Despite difficult-to-traverse terrain and local communities’ skepticism of health care workers, from the start of the outbreak, officials got in front of the disease and kept it in check. Several factors made the DRC response markedly different than previous outbreaks, saving countless lives.
1. Long distances between villages and an underdeveloped infrastructure slowed the spread of the disease.
The DRC’s remoteness made it difficult for health care workers to access affected communities, but it also impeded the spread of the disease. For the most part, infected individuals did not leave their communities, and outsiders didn’t come in, greatly limiting the number of infections. In contrast, in 2014, at the height of the West Africa epidemic, Ebola spread quickly through densely populated cities.
2. A highly effective vaccine, in development for more than a decade but not made available until the end of the West Africa outbreak, was deployed almost immediately in the DRC.
The vaccine, V920, though still experimental, has proved highly effective in preventing the transmission of Ebola. It’s difficult to transport and available in limited quantities. But health care officials have found workarounds.
They ship the drug in specialized containers that keep the temperature below the required -60 degree Celsius threshold. And they administer it using the “ring vaccination” approach, which involves targeting individuals most likely to come in contact with infected patients.
3. Local communities have been receptive to health care interventions.
Residents have questioned health care workers’ intentions, the efficacy of the experimental vaccine and even whether Ebola is real. Despite these misgivings, affected communities have been receptive to being vaccinated.
As of June 10, 2,295 people have been vaccinated in Wangata, Iboko and Bikoro. Those vaccinated include front-line health workers, along with people exposed to individuals with confirmed cases of Ebola, and their contacts.
Officials have engaged in a multipronged awareness campaign, including mass media, training for local journalists and meetings with local leaders, the WHO said.
4. An improved international infrastructure to respond to disease outbreaks proved effective.

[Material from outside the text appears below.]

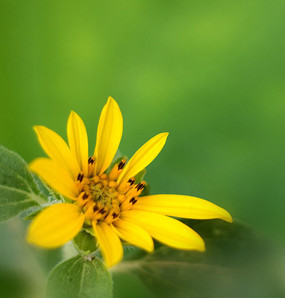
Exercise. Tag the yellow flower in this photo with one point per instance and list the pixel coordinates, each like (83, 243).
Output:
(110, 203)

When Ebola struck West Africa from late 2013 to early 2016, the continent had no central body to help prevent, track and manage emergency responses to infectious diseases. That changed in January 2017, with the launch of the Africa Centres for Disease Control.

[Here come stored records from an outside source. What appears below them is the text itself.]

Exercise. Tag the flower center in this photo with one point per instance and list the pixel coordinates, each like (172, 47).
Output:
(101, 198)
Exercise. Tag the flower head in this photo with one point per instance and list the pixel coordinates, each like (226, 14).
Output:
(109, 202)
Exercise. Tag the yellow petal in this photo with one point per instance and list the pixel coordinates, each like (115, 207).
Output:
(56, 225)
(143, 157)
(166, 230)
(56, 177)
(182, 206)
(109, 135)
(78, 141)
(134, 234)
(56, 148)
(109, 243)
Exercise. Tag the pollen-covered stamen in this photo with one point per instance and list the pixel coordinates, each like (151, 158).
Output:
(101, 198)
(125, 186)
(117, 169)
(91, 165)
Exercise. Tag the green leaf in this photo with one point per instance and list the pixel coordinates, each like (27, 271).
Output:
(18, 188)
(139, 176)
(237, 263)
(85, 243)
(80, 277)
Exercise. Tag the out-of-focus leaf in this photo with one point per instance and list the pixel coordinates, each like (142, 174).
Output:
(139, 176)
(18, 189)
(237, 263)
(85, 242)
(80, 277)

As part of the African Union, the Africa CDC aims to improve the continent’s public health infrastructure. In the DRC, that has involved providing support to national efforts via an emergency operation center, deploying an epidemic response team and earmarking $250,000 to help fund the response.
5. Maps, satellite imagery and other data sources armed responders with information to make timely, well-informed decisions.
Congo’s remote landscape and poor infrastructure have challenged health care workers trying to reach affected communities. Out-of-date census information and inaccurate maps have further complicated the response because officials rely on accurate data to understand the lifecycle of an outbreak.
That’s prompted experts such as Cyrus Sinai, a UCLA cartographer, to get involved.
Sinai worked with the Ministry of Health, The Atlantic reported, to update old, inaccurate maps and conduct a “microcensus” to estimate population sizes.
Plans are also underway to build a continent-wide database. That would help in capturing information to aid future outbreak response efforts.